The easiest way to break up the monotony is to incorporate a class into your routine.

Stripper aerobics is a popular new trend. Teri Hatcher, Lucy Liu, Christina Applegate, and Jennifer Love Hewitt whip their bodies into shape this way. In these classes you give your body a workout by spinning, dancing, and jumping all the while in 6 in heels.

Another class that people are eager to try is Pilates. I have tried this workout myself, and all I can say is WOW. It looks easy until you actually try it. Holding your body up in a perfect “V” position is no easy feat.

Of course there’s the tried and true Yoga. Becoming in touch with one’s self, deep breathing, and contorting your body in ways that you only see in a Cirque Du Soliel show. This is one routine that is defiantly not for the stiff.

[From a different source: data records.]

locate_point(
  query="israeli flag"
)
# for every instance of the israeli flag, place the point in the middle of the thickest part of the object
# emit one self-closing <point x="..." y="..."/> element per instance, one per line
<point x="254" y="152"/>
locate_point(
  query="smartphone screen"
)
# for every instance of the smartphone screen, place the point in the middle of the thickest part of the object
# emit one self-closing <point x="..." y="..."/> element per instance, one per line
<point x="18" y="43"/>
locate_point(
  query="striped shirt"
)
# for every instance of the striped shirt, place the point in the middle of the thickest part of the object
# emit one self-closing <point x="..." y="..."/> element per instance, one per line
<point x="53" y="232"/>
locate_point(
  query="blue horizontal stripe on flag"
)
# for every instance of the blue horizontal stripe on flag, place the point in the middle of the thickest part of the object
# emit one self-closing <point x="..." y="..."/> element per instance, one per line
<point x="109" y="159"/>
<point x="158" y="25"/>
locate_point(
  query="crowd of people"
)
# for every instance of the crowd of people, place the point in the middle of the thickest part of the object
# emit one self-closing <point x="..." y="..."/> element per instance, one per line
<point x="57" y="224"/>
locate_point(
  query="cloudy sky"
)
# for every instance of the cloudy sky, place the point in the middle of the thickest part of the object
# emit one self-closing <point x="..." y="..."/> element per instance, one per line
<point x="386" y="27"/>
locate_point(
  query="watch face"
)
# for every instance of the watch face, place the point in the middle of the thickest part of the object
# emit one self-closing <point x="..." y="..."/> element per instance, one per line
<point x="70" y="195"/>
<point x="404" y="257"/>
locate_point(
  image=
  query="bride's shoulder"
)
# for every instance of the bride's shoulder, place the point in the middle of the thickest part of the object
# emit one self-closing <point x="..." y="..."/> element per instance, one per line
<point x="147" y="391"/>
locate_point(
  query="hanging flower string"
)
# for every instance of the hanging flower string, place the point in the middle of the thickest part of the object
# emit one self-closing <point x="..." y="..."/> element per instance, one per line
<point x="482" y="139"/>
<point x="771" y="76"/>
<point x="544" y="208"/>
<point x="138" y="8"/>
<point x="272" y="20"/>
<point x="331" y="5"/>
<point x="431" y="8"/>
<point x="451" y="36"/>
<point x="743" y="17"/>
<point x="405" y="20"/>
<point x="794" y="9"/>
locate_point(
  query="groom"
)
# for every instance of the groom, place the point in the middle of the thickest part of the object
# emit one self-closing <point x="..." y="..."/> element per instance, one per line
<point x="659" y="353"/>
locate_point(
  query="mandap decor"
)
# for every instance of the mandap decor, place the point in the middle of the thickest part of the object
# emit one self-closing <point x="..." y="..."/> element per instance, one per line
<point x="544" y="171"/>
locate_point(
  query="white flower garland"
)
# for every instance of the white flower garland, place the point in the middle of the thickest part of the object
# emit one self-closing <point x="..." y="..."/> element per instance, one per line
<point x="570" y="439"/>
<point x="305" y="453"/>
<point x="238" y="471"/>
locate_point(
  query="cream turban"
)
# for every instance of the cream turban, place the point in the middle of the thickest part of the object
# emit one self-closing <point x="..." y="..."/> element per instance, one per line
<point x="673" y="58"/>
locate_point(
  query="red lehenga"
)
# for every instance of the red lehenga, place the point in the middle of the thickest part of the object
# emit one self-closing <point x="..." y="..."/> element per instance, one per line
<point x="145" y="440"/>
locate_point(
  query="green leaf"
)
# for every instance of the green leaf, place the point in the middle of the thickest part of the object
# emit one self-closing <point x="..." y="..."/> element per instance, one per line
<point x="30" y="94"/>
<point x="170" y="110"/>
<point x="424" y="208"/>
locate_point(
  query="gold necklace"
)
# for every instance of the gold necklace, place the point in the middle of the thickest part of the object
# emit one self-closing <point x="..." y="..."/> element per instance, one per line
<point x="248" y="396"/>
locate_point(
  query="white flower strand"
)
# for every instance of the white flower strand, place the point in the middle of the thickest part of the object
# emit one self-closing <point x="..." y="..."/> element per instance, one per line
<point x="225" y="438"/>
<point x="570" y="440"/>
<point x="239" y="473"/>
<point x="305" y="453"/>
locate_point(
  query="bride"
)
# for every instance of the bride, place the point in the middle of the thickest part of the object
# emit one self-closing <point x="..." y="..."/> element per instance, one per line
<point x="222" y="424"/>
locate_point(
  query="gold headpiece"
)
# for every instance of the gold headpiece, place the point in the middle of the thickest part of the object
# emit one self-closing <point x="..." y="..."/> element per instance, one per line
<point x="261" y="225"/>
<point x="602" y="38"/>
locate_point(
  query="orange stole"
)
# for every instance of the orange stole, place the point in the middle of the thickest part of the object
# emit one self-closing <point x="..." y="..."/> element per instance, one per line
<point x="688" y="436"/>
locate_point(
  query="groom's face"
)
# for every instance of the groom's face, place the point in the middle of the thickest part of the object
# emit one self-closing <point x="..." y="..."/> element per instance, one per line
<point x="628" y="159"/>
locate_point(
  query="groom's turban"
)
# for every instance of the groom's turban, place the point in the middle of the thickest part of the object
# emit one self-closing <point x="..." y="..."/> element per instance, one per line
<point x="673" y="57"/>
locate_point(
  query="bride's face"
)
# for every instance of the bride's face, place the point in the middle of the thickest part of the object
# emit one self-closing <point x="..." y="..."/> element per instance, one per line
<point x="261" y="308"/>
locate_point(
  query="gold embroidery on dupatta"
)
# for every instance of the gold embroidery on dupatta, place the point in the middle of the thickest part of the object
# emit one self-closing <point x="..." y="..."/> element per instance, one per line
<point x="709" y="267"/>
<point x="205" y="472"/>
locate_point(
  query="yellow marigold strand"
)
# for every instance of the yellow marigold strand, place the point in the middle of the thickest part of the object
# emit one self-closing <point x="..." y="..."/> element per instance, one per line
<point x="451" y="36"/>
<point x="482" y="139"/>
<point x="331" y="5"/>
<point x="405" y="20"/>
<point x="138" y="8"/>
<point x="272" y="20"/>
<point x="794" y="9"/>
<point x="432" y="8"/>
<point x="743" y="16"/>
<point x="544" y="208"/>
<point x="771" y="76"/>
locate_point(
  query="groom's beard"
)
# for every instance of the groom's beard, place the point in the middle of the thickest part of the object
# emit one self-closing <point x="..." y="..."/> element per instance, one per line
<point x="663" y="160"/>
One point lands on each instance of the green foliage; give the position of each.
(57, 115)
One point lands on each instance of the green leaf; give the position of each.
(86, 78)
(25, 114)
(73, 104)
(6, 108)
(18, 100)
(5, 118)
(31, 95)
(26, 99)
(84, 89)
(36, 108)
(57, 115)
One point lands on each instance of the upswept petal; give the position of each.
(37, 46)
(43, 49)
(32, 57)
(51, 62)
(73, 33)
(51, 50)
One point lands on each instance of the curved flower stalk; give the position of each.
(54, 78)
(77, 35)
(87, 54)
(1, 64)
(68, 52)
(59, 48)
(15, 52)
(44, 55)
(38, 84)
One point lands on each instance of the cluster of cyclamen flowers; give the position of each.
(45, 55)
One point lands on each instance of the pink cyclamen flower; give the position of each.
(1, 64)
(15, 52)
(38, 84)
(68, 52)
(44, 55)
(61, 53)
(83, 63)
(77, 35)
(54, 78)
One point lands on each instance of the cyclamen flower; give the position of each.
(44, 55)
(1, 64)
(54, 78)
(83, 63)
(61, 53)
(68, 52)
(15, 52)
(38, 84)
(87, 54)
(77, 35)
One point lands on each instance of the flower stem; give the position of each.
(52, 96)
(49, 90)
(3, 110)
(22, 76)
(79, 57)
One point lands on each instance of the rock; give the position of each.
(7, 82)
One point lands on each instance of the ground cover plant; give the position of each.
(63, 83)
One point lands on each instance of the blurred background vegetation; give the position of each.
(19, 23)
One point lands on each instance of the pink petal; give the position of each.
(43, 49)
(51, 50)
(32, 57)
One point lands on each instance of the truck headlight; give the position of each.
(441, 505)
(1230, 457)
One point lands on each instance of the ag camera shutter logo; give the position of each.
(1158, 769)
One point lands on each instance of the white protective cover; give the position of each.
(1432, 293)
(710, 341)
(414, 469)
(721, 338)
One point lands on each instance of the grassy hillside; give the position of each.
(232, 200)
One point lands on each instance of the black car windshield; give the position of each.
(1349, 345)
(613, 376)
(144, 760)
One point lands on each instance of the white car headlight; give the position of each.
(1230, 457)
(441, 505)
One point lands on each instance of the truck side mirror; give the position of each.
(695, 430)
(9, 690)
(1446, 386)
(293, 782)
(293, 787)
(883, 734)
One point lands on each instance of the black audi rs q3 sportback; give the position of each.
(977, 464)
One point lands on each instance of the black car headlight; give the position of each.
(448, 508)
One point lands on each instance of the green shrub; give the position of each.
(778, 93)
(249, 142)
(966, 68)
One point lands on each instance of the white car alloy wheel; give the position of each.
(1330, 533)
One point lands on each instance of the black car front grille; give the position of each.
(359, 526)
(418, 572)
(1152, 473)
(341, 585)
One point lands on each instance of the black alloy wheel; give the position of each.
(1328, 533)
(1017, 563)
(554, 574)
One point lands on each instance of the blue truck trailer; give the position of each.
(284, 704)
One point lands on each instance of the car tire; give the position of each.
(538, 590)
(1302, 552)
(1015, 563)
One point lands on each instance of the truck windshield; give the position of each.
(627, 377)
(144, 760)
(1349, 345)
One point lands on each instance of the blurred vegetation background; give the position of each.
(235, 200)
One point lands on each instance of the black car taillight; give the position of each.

Adding urban culture into your routine is another idea. I have actually taken hip hop classes and they are a fun way to burn calories. Learning to pop lock to Janet Jackson’s latest hit is one very exhausting way to spend an hour.

Dive in feet first, to a water aerobics class. Some people are just better suited for water than land. Getting a full body workout under water is a great way to get your resistant training with little risk of injury.

There are lots of ways to kick start your cardio. Find a class that’s right for you and get moving.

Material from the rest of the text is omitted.